HONG KONG (Reuters) - NWS Holding (0659.HK) sees its $1.76 billion China rail container venture as a “cash cow” benefiting from China’s massive spending on its jammed rail system, a senior executive said on Wednesday.
NWS also plans to invest 1 billion yuan each year in other China infrastructure projects, with a focus on the water industry, Tsang Yam Pui, executive director of NWS, said at the Reuters China Investment Summit.
NWS, an infrastructure and service arm of property firm New World Development 001.7.HK, holds a 22 percent stake in China United International Rail Containers Co, making it the second-largest investor after China’s Ministry of Railway (MOR).

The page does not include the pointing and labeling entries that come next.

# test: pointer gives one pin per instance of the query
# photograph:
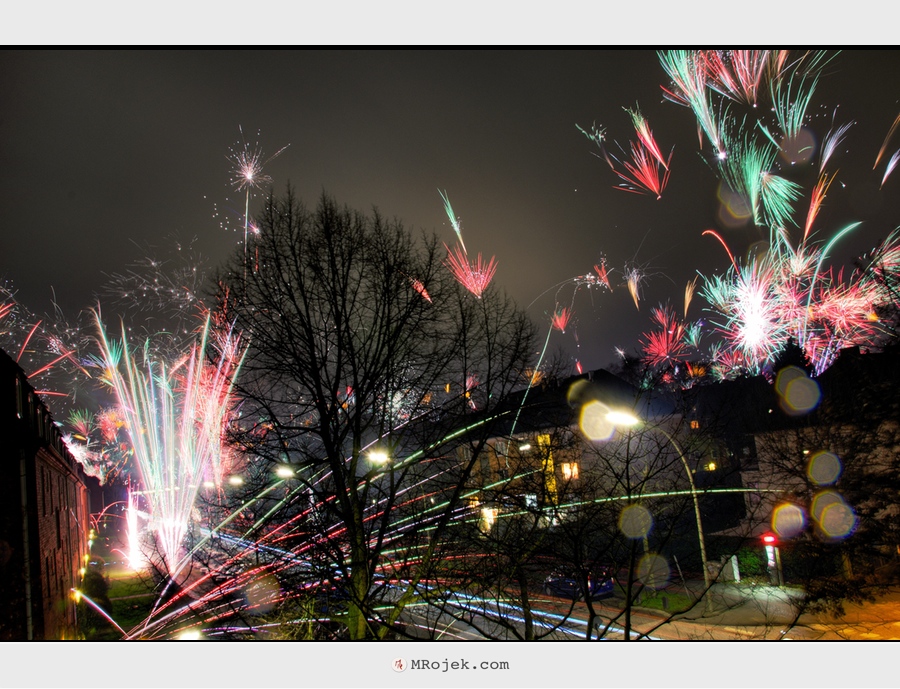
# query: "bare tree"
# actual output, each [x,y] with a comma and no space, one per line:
[366,362]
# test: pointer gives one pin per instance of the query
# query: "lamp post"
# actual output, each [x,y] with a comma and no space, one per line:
[629,420]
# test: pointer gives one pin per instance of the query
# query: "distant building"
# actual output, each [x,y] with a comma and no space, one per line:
[44,516]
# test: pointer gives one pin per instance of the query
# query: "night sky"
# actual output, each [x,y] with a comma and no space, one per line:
[110,157]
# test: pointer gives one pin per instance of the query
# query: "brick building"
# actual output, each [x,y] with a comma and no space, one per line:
[44,516]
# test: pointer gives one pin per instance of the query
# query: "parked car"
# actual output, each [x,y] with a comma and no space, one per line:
[569,583]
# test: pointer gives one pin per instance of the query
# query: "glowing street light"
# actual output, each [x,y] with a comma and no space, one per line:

Taking the model of U.S. freight railroad company BNSF Railway BNI.N, the venture aims to become the leading rail container logistics supplier in China, providing door-to-door shipments.
“For the MOR, this project is a national mission and for us it is a future cash cow,” Tsang said. He expects the project’s internal rate of return will be 15-20 percent.

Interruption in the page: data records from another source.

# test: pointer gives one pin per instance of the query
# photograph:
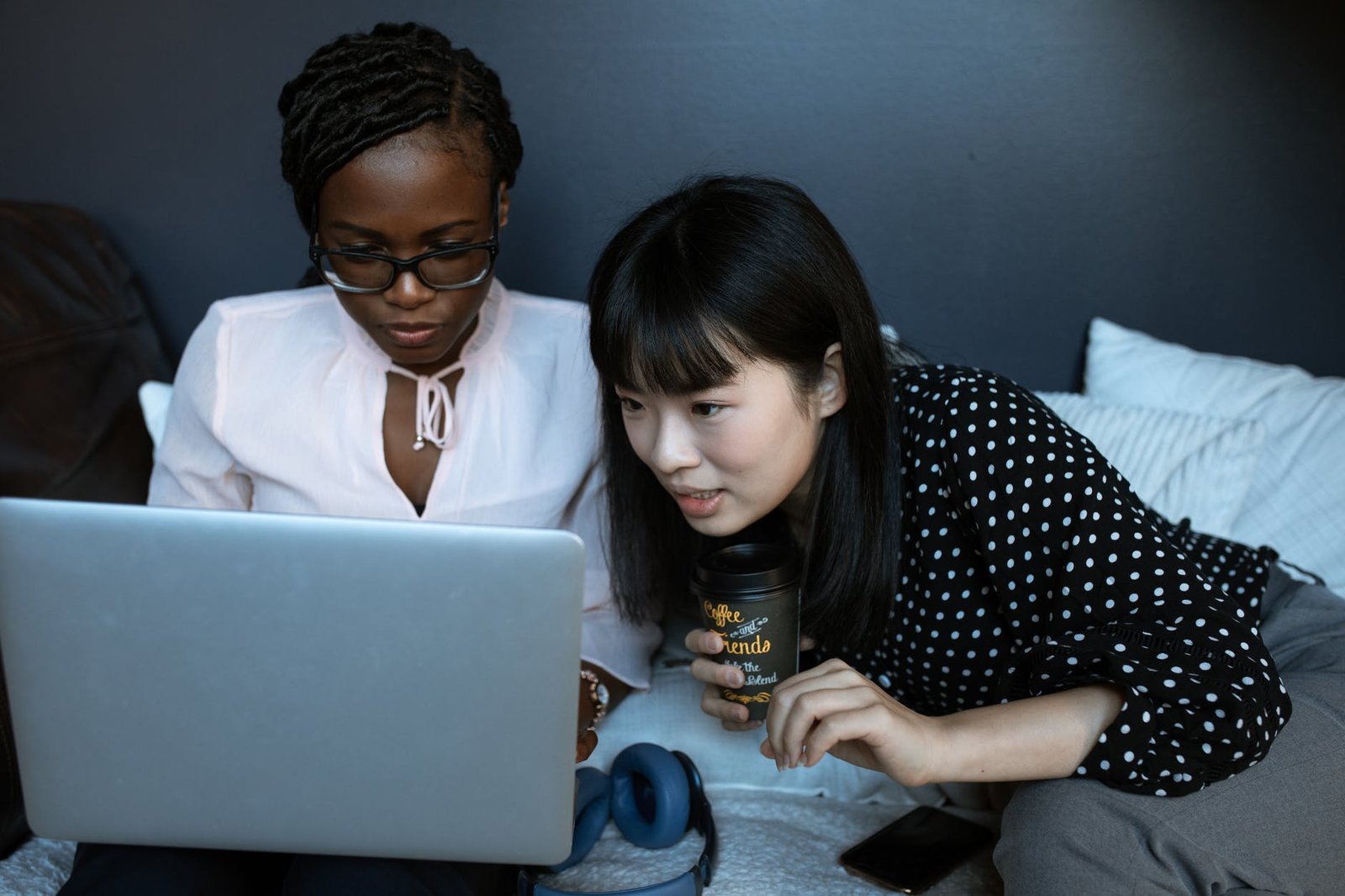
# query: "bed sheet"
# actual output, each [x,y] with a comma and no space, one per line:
[771,844]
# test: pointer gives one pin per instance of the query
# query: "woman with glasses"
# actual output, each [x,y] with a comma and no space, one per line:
[407,383]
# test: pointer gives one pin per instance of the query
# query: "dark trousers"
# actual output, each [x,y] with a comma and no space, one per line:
[152,871]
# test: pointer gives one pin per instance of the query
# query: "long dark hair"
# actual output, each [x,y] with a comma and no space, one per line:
[748,266]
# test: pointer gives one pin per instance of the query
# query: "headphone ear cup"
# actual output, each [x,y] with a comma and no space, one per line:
[592,809]
[651,799]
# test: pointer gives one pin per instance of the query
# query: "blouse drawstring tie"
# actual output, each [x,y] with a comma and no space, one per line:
[434,408]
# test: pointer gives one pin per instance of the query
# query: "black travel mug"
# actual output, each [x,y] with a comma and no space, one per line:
[750,596]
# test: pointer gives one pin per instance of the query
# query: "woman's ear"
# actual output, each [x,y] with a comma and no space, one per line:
[831,392]
[504,203]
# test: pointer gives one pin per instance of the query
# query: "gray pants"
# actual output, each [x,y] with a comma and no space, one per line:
[1277,828]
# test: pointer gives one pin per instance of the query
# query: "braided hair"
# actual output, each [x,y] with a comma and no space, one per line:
[362,89]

With the support of MOR and a total investment of 12 billion yuan ($1.76 billion), NWS expects the venture to break even in 2013, a year after all of its 18 terminals are completed.
“For infrastructure projects, once they break even their profit will rise substantially,” said Steve To, general manager of NWS.

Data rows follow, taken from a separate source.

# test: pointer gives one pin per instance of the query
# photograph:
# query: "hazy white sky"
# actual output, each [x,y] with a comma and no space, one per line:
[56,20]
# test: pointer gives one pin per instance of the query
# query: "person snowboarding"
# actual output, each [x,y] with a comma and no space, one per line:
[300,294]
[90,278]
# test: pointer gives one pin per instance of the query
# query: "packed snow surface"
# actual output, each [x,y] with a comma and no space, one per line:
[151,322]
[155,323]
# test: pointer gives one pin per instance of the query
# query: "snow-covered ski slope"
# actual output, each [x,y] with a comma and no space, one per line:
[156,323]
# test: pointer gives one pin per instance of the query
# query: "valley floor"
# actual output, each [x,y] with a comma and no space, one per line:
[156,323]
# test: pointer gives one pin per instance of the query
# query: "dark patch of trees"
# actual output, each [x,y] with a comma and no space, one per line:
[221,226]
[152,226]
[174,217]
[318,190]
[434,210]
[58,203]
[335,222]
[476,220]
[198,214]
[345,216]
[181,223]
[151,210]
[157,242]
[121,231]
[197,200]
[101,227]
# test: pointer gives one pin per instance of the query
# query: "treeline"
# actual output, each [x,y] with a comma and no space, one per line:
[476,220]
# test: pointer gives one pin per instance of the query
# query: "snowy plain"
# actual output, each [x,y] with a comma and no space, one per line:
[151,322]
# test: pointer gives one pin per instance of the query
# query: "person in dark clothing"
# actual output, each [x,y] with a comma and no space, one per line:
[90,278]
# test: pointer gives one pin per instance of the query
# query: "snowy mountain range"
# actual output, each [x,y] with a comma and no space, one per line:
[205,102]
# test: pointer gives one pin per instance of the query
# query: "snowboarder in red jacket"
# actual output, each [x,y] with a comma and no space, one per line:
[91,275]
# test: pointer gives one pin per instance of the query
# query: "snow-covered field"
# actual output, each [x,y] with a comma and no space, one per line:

The annual volume of rail cargo shipped in containers is only 3 million TEUs in China, or 3 percent of the total rail freight. In the U.S. and Europe, that figure is 20-30 percent. “There is plenty of room for growth in China,” said To.
China will invest more than 700 billion yuan ($102 billion) a year in rail construction on average over the next three years, up from 600 billion yuan this year, vice railway minister Wang Zhiguo said last month.
The government has been accelerating its rail investments to help stimulate the economy.
MOR‘S China Railway Container Transport Corp Ltd has a 34 percent stake in the venture.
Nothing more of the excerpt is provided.